Frank DiCostanzo (l), Combined Federal Campaign National Capital Area manager, presents the CFC Pacesetter Award to Dr. Stephen Katz, NIAMS director and 2000 NIH CFC vice-chair, and NIH acting director Dr. Ruth Kirschstein. The Pacesetter Award, the highest CFC recognition, honors an agency that achieves at least a 3.4 percent increase over last year's result. NIAMS was the lead institute for the 2000 CFC campaign.

NIDDK's Camerini-Otero Honored

NIDDK's Dr. R. Daniel Camerini-Otero received the New York University School of Medicine Alumni Association's Solomon A. Berson Medical Alumni Achievement Award in Basic Science on Mar. 24. The school honored the 1973 grad for his contributions in human genetics and biochemistry. His studies of recombination in simple and complex cells have yielded patented methods to clone and map genes. Camerini-Otero, chief of the Genetics and Biochemistry Branch, focuses on homologous recombination, the system that simple and complex cells use to make new combinations of DNA in their chromosomes. His current work looks at the way mice go through meiosis, the process where cells halve their normal number of chromosomes in order to produce sex cells.

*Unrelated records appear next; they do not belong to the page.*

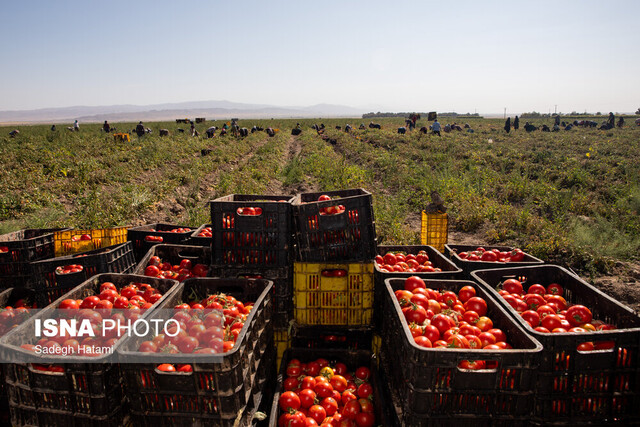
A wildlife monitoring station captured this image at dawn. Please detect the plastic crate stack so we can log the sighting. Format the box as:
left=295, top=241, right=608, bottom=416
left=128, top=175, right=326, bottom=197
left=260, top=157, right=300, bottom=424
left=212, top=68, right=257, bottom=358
left=472, top=265, right=640, bottom=425
left=28, top=242, right=136, bottom=307
left=0, top=228, right=66, bottom=290
left=118, top=278, right=276, bottom=427
left=289, top=189, right=376, bottom=351
left=380, top=278, right=542, bottom=426
left=127, top=223, right=193, bottom=262
left=0, top=274, right=178, bottom=427
left=210, top=194, right=293, bottom=329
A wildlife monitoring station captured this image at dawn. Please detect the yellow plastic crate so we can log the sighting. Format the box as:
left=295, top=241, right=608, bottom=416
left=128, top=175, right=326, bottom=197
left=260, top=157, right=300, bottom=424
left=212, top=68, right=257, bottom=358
left=273, top=329, right=291, bottom=369
left=53, top=227, right=127, bottom=256
left=420, top=211, right=449, bottom=252
left=293, top=262, right=374, bottom=326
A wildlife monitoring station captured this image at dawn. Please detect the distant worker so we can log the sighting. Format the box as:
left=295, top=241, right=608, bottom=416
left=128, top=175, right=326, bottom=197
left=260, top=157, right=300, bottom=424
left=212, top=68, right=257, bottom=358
left=136, top=122, right=146, bottom=138
left=431, top=119, right=442, bottom=136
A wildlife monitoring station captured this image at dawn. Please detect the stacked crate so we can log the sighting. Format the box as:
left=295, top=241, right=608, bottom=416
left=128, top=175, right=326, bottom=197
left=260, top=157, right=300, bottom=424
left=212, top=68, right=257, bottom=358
left=291, top=189, right=376, bottom=350
left=0, top=274, right=178, bottom=426
left=118, top=278, right=276, bottom=426
left=29, top=242, right=136, bottom=307
left=0, top=228, right=66, bottom=290
left=127, top=223, right=193, bottom=262
left=472, top=265, right=640, bottom=425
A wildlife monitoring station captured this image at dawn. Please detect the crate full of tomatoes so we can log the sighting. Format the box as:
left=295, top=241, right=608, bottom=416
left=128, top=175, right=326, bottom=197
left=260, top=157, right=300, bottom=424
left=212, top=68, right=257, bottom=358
left=210, top=194, right=292, bottom=268
left=0, top=274, right=178, bottom=426
left=188, top=224, right=213, bottom=247
left=127, top=223, right=193, bottom=261
left=29, top=242, right=136, bottom=307
left=269, top=348, right=392, bottom=427
left=444, top=245, right=544, bottom=277
left=0, top=288, right=37, bottom=425
left=381, top=277, right=542, bottom=426
left=473, top=265, right=640, bottom=424
left=374, top=245, right=462, bottom=332
left=293, top=189, right=376, bottom=262
left=0, top=228, right=64, bottom=289
left=118, top=278, right=275, bottom=426
left=134, top=244, right=211, bottom=282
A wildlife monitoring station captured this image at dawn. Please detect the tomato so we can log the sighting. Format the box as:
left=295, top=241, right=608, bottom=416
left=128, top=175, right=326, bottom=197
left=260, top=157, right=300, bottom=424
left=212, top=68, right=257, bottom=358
left=464, top=297, right=487, bottom=316
left=540, top=314, right=562, bottom=331
left=58, top=299, right=80, bottom=310
left=309, top=405, right=327, bottom=424
left=156, top=363, right=176, bottom=372
left=404, top=276, right=427, bottom=292
left=458, top=286, right=476, bottom=303
left=414, top=335, right=432, bottom=348
left=567, top=304, right=592, bottom=326
left=547, top=283, right=564, bottom=296
left=278, top=391, right=300, bottom=412
left=320, top=397, right=338, bottom=417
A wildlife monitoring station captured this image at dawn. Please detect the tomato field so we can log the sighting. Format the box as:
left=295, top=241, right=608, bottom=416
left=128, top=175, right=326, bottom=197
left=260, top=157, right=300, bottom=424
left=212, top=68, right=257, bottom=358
left=0, top=117, right=640, bottom=308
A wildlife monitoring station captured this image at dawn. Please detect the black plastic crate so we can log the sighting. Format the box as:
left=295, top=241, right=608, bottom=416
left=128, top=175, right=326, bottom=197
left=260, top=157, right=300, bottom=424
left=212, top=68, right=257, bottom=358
left=11, top=405, right=125, bottom=427
left=29, top=242, right=136, bottom=307
left=133, top=244, right=211, bottom=275
left=472, top=265, right=640, bottom=425
left=0, top=228, right=67, bottom=264
left=293, top=189, right=376, bottom=262
left=0, top=274, right=178, bottom=425
left=0, top=228, right=65, bottom=289
left=269, top=348, right=394, bottom=427
left=188, top=224, right=213, bottom=247
left=444, top=244, right=544, bottom=279
left=127, top=223, right=193, bottom=261
left=118, top=278, right=274, bottom=425
left=373, top=245, right=463, bottom=330
left=381, top=279, right=542, bottom=425
left=291, top=322, right=373, bottom=351
left=209, top=265, right=293, bottom=328
left=210, top=194, right=293, bottom=268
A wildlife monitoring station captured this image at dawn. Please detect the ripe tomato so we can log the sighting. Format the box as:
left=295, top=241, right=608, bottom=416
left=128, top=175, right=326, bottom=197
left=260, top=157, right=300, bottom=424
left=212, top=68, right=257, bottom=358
left=464, top=297, right=487, bottom=318
left=404, top=276, right=427, bottom=292
left=278, top=391, right=300, bottom=412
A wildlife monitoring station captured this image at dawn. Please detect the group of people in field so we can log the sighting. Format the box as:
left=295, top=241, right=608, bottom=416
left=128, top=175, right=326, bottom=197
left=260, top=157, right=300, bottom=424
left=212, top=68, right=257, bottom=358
left=504, top=112, right=640, bottom=133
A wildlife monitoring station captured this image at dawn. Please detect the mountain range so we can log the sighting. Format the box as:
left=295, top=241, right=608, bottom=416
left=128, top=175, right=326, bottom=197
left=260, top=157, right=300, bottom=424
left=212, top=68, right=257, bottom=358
left=0, top=101, right=371, bottom=123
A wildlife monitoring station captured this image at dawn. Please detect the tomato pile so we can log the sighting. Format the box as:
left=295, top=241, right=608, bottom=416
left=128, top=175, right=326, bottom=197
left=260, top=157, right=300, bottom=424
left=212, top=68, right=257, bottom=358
left=278, top=359, right=376, bottom=427
left=144, top=227, right=192, bottom=243
left=395, top=276, right=512, bottom=369
left=197, top=227, right=213, bottom=237
left=0, top=299, right=36, bottom=336
left=318, top=194, right=346, bottom=219
left=375, top=251, right=442, bottom=273
left=144, top=255, right=209, bottom=282
left=458, top=246, right=526, bottom=262
left=498, top=279, right=616, bottom=351
left=56, top=264, right=84, bottom=274
left=21, top=282, right=162, bottom=356
left=138, top=294, right=253, bottom=354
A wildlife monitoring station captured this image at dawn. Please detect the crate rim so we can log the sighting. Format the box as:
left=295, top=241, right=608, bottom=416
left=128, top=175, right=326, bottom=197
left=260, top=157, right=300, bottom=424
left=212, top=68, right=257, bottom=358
left=0, top=273, right=179, bottom=364
left=114, top=276, right=273, bottom=364
left=384, top=277, right=543, bottom=359
left=471, top=264, right=640, bottom=341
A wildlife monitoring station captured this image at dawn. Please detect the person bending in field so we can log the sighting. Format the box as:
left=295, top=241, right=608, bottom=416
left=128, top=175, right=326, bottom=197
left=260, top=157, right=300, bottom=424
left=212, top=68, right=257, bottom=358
left=431, top=119, right=442, bottom=136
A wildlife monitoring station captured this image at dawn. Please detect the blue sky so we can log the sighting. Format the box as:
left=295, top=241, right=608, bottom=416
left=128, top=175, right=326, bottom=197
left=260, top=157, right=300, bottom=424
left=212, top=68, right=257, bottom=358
left=0, top=0, right=640, bottom=113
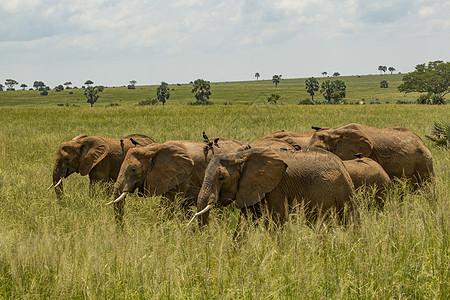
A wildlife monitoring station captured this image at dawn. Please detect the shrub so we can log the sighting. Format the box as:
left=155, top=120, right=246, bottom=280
left=417, top=94, right=445, bottom=105
left=138, top=99, right=158, bottom=106
left=298, top=99, right=315, bottom=105
left=188, top=100, right=214, bottom=105
left=425, top=122, right=450, bottom=149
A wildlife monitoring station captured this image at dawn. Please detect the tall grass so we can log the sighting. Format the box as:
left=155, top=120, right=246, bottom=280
left=0, top=105, right=450, bottom=299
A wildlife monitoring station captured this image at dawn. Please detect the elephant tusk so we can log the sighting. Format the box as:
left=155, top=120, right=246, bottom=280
left=47, top=177, right=62, bottom=191
left=55, top=177, right=62, bottom=187
left=186, top=204, right=213, bottom=227
left=106, top=192, right=127, bottom=205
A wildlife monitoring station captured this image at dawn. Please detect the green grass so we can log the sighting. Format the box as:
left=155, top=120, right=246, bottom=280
left=0, top=105, right=450, bottom=299
left=0, top=74, right=426, bottom=106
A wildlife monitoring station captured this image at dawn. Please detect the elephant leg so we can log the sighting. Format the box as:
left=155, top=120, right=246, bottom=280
left=114, top=199, right=126, bottom=229
left=233, top=203, right=262, bottom=240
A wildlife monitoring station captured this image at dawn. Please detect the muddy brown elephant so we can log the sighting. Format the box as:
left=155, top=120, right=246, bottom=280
left=108, top=138, right=245, bottom=226
left=308, top=123, right=435, bottom=183
left=343, top=157, right=391, bottom=208
left=255, top=126, right=329, bottom=150
left=191, top=147, right=356, bottom=231
left=50, top=134, right=155, bottom=198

NCI's Wu Wins Public Service Award

Dr. Roy S. Wu recently received the Public Service Award of the American Society for Blood and Marrow Transplantation. He was honored for his proactive and effective advocacy, working within NIH on behalf of the extramural blood and marrow transplantation community. He played an instrumental role in fostering the Blood & Marrow Transplant Clinical Research Network, an ongoing joint initiative between NCI and the National Heart, Lung, and Blood Institute. Wu continues to work with the members of the network, encouraging excellence and cooperation in research. He has been extremely conscientious, the society noted, in his management of clinical grants and contracts, holding the extramural community grantees to the highest research standards.